On the positive side: the enormous pressure
they placed on me, along with hostility from those who thought I had a
political attitude and right-wing agenda I didn't have, led me to the brink of
madness. I didn't succumb, but I had to use all sorts of rather extreme
and desperate strategies to stay afloat.
Becoming aware of the realm of extreme
psychological states, and adjusted to them, is what makes up shamanistic
initiation, to a large degree. So that was a huge advantage. It really enhanced
my life.
and the risk of being diluted/messed up
through some degree of conforming and hence loss of being free?
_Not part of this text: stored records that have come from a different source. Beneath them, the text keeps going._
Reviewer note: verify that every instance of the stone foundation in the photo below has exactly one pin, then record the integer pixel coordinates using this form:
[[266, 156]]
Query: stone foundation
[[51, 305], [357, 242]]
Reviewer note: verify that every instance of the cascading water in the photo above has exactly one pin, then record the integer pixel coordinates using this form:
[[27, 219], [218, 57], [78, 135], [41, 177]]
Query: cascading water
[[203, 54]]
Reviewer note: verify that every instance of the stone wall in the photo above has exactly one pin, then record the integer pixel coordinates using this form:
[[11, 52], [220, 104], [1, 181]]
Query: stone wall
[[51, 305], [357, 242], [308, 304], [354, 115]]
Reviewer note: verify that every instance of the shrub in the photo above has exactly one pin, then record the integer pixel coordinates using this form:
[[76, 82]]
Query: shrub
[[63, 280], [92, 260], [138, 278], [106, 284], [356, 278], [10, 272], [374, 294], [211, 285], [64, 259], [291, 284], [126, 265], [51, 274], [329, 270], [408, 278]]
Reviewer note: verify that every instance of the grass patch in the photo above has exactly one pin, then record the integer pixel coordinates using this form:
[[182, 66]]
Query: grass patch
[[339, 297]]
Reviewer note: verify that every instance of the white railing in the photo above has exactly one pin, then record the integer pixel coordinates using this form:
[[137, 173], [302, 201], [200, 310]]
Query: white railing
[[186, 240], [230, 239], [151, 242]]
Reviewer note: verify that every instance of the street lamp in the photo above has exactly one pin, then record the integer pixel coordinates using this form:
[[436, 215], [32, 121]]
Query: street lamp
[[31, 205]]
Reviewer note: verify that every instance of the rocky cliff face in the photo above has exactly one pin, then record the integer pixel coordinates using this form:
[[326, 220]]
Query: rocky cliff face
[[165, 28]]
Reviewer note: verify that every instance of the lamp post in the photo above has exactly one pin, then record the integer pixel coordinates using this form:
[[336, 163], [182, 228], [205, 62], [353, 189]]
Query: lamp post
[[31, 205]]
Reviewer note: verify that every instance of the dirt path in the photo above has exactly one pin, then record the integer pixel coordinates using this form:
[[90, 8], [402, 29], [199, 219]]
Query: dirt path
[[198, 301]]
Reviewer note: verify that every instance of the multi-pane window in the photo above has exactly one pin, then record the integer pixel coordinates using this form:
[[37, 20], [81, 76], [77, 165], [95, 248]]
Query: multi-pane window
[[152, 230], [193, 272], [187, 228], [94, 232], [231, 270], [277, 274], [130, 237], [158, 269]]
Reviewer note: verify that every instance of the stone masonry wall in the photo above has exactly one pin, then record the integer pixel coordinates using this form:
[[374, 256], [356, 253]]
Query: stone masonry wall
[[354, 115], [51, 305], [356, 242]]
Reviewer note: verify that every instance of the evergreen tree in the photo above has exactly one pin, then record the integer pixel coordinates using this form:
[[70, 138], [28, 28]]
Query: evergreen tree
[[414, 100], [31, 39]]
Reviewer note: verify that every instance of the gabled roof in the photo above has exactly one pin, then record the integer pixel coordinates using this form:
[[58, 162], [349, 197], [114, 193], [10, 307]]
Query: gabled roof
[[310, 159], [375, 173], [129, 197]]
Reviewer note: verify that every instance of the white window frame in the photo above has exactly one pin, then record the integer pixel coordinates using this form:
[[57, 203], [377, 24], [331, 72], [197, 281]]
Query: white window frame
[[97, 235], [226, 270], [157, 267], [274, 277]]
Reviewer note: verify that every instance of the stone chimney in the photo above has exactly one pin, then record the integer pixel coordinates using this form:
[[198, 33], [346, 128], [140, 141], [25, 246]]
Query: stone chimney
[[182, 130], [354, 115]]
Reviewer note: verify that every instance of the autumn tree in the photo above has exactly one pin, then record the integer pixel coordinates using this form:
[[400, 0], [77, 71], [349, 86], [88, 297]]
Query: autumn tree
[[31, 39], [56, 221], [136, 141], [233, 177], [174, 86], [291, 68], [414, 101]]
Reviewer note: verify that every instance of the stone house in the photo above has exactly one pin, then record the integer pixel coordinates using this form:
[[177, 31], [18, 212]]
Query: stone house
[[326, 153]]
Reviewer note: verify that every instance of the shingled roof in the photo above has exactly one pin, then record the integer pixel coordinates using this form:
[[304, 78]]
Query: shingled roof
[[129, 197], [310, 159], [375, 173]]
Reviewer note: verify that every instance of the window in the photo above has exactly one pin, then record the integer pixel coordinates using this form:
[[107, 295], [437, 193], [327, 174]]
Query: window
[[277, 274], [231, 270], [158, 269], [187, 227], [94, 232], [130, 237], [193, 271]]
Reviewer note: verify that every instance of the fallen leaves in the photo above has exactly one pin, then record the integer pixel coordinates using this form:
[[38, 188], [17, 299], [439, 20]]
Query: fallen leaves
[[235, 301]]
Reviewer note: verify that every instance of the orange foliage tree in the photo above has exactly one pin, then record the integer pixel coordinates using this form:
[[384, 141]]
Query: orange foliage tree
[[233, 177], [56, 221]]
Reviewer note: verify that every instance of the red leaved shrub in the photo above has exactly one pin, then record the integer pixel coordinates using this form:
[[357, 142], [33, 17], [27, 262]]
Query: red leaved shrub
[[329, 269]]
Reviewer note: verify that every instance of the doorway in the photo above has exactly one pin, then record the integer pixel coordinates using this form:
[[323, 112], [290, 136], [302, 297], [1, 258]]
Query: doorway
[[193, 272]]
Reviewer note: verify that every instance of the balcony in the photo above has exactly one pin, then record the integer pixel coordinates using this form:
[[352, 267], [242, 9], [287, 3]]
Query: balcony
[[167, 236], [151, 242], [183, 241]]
Even when I try very hard to conform, I don't
seem to be able to do that. There is something fundamentally ill-fitting
about me and the rest of society. My psychology is structured toward
freedom, so I always end up with that, no matter what I do, or what plans I
hatch to persuade myself to conform.
Nothing less than very great freedom will do.
My instincts always override more narrowly contrived agendas, so that I
end up with a lot of free time, and ability to explore my world at leisure.
For more about the shamanistic perspective and
how it differs from a typical academic or establishment point of view, see:
http://4umi.com/nietzsche/zarathustra/38
AUTOBIOGRAPHICAL:
The modern objection is, if something is difficult, if
something is tough, then you are going about things wrongly. Quick, get a
pain pill or some mind-altering drug to sort it out.
I don't only not
share the same values with modern people, but that my points of mental
reference and ethical construction of reality are also completely different.
The most basic difference is that I do not see difficulty as a sign of
something being wrong. I do not see pain as an objection to any
particular course of action. Should any agony be prolonged, certainly
there is cause to reconsider whether other methods might be more viable.
Discomfort itself is not an objection to anything.
I don't
register discomfort as an undesirable state, but rather as a baseline of my
own, personal normality. I grew up that way. Going to school in the
rain, complying with the expectations of authorities -- all was intensely
disquieting. These authorities tended to go in for making you a social
spectacle if you had not complied with some mundane demand like doing your
homework correctly.
It's not that I
have any natural desire to accept a multitude of petty pains, but that the type
of consciousness that rises above certain aspects of reality is very desirable
and a pleasure to experience. What I may have lost in emotional
sensitivity I have gained in life perspective. To put it differently, my
capacity to experience life viscerally has been lifted to another level.
Instead of experiencing the body and its pains, or sexual sensations, I find
myself lifted to higher, aesthetic level of experience, by my inability to take
small pains or difficulties seriously.
My appreciation of
life is fundamentally non-personal and aesthetic. It's not that I push
myself to the next level of experience, but that my reflexes do. I am in
a sensual-aesthetic realm, where minor personal vicissitudes have no meaning.
I give my
authoritarian school teachers credit for this. I also give credit to the
Rhodesian cultural fetish of echoing the literary romantics of the late
seventeenth century. When you do not feel your own personal feelings,
perhaps because the authoritarian rigors of the education system don't permit
it, your sensuality can still be absorbed in the literary-romantic realm;
don't ask me to feel something you feel about others and your strange
relationships with them, as I will often be distracted by the grandeur of
reality itself.
I do feel a lot in
terms of life and death sensations, but very little in relation to slight
shifts in indications of distress. I move through this aesthetic level,
to a level of awareness of a military style virility. Here all of
reality seems soaked in excitement -- the earth given life by an outpouring of
blood. Each stalk of grass trembling in the wind tells a tale. It
lives because they died.
We have been
spared.
We need to treat each
centimeter of the sand as if it were holy.
These are my
realities.
I experience a
great deal of aesthetic turbulence, which I find glorious and distracting.
Psychological pain
does not interest me much at all, comparatively.